This speaks to the work with the Urban Bicycle Food Ministry. Weekly, we prepare and deliver food and essentials to homeless and under-employed.  I am involved with UBFM for a number of reasons. For one, I cannot solve the world’s problems, but I can help a corner of our community. I am becoming aware of the privilege I have, and I realize how close the other side is (and has been).  If I were there, I would pray that there would be UBFM’s being the light of hope for me. 

So this season, we (Bret and I) reflect upon the changes in our lives and connections we have made this past year. We made great changes in our professional careers along with ministries with the wider Church. We still have questions along with costs and challenges, but we look forward with hopeful eyes that we are in a new place as a place we want to share friendship, laughs and some wine. Perhaps, light did shine upon us, and awakened a stronger connection and love between us along with a more optimistic outlook.
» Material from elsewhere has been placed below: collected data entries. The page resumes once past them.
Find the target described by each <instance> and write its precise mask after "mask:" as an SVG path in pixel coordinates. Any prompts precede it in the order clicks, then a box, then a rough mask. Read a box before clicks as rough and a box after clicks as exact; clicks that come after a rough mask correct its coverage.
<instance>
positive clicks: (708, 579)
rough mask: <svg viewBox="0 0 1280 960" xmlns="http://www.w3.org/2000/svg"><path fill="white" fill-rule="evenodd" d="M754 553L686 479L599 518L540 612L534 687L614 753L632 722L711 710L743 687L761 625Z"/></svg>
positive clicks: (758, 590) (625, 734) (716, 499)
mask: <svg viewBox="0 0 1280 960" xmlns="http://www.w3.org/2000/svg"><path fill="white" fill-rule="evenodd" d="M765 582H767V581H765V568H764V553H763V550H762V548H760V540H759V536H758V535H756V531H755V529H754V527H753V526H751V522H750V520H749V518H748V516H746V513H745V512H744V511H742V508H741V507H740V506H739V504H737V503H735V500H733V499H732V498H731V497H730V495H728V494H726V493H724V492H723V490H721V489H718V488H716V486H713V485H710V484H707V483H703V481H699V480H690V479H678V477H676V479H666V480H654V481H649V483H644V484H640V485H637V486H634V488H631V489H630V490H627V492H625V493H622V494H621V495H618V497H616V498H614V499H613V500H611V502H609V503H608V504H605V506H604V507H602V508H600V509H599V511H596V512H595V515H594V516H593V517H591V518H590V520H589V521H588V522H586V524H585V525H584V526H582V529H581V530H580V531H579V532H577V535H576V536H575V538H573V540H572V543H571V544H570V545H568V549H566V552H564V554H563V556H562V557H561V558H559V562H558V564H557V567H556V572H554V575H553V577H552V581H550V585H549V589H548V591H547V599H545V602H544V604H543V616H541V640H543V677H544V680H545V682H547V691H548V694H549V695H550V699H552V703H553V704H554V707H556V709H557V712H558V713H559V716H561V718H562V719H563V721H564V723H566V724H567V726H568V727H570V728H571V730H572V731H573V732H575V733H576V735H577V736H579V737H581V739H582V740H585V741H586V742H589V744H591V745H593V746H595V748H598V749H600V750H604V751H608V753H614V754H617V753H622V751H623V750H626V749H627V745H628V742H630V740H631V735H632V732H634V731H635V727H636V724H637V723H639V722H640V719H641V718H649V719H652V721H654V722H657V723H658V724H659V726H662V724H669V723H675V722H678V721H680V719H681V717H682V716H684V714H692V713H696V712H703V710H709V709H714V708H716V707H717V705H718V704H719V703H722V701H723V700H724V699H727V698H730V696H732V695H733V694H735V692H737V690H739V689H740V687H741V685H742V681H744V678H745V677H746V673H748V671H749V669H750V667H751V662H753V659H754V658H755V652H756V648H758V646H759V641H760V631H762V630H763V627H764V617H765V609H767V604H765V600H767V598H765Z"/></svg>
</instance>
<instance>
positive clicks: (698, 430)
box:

We would like to share some light with you. So Hello to you and how are you? Let the grace of the season be real and be yours. Go ahead, ask questions, make room for forgiveness in your hearts, and find your light. Then maybe you might be able to find a gift of hope, peace, joy and love - despite any tumult of our lives, especially as we look forward to another year.

Oh Child of our Creator, may the peace and hope of this season be with you all this season and the coming year!